Старик меж тем снова копошится над моим блюдом. А я поймал взгляд Марианны. Она стояла тут же — красавица из красавиц! И смотрела, братец ты мой, — эхе-хе, годы мои не те, — с такой благодарностью, что я подумал: ну, старик, дело на мази, не зря ты трудился, кажется, отец теперь свадьбу откладывать не станет. И верно: Магомед налил вина в рог с серебряной насечкой да кубачинской чеканкой и чернью и поднес его мне. И такой заздравный тост тут же сочинил:
— Гаджи выполнил обычай предков и нашел к свадьбе драгоценное блюдо. Он добился чести, и большой русский мастер почтил нас и приехал в Кубачи. Я без боязни отдаю дочь Гаджи. Выпейте, друг мой Павел, благословенное геджохское вино, и я выпью вместе с вами за ваше здоровье, за мастерство, которое у нас в Кубачах умеют ценить.

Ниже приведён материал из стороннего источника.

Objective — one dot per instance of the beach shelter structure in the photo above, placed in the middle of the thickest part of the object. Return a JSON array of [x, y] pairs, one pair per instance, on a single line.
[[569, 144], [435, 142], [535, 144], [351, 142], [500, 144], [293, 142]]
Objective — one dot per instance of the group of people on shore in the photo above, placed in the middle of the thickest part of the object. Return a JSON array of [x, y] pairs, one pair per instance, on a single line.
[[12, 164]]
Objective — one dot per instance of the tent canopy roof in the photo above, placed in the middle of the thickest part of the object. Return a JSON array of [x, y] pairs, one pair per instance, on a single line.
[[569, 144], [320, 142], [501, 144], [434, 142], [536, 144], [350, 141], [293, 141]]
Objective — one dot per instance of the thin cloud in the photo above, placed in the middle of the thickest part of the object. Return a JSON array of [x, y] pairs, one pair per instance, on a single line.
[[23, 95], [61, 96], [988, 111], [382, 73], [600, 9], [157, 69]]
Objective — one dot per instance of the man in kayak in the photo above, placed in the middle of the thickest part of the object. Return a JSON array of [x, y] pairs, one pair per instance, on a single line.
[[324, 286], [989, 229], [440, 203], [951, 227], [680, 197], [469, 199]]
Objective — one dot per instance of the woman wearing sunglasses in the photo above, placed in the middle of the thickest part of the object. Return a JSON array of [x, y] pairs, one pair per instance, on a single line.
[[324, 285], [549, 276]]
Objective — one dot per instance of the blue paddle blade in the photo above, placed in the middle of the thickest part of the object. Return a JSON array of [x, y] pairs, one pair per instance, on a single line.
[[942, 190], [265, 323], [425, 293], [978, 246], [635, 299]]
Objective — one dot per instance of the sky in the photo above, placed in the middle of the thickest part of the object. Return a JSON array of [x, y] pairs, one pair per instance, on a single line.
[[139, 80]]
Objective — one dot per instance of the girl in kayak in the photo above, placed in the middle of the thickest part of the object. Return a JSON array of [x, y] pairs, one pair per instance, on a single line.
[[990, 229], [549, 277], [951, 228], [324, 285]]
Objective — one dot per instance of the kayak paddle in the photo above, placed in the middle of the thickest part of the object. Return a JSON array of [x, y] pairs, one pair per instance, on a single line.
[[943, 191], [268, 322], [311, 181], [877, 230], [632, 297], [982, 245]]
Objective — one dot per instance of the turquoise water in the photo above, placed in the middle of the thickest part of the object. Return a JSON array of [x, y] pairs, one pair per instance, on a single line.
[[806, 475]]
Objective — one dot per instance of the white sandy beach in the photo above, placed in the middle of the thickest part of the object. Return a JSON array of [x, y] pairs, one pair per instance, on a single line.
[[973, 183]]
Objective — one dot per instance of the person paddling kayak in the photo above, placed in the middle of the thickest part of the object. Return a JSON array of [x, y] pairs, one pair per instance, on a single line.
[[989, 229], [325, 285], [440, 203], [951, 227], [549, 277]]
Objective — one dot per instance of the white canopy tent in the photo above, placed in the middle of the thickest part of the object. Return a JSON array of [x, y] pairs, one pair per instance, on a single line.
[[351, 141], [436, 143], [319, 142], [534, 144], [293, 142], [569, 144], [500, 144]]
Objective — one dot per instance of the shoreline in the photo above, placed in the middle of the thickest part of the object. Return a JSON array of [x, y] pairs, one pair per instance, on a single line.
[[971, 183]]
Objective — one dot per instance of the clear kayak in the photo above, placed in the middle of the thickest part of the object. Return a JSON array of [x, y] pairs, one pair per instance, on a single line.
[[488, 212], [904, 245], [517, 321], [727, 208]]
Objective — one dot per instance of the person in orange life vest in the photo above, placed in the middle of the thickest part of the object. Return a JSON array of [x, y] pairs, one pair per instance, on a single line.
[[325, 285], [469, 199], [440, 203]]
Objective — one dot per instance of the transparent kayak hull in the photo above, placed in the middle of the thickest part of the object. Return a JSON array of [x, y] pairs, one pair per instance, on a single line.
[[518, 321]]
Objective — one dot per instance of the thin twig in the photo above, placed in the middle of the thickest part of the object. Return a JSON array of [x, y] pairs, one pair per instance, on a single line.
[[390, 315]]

Я прожил месяц в этом ауле, — весь свой отпуск. Раньше не хотелось покидать друзей. Да я и знал: уеду, не погостив, — всех разобижу. И на свадьбе у Гаджи и Марианны пировал. Видел, как девушки и женщины веселились, и старушки ни в чем им не уступали. Видел, как кубачинские парни танцевали в старинных доспехах и железных масках. И как почтенные мастера улыбались, глядя на них. Но если еще и об этом обо всем подробно рассказывать — целого вечера не хватит.
Про Кубачи-то ты и от других кое-что узнать можешь. А вот про блюдо, кроме меня, никто не знает. Разве туда, в аул, доберешься.
А что в самом деле? Попытайся, не раскаешься.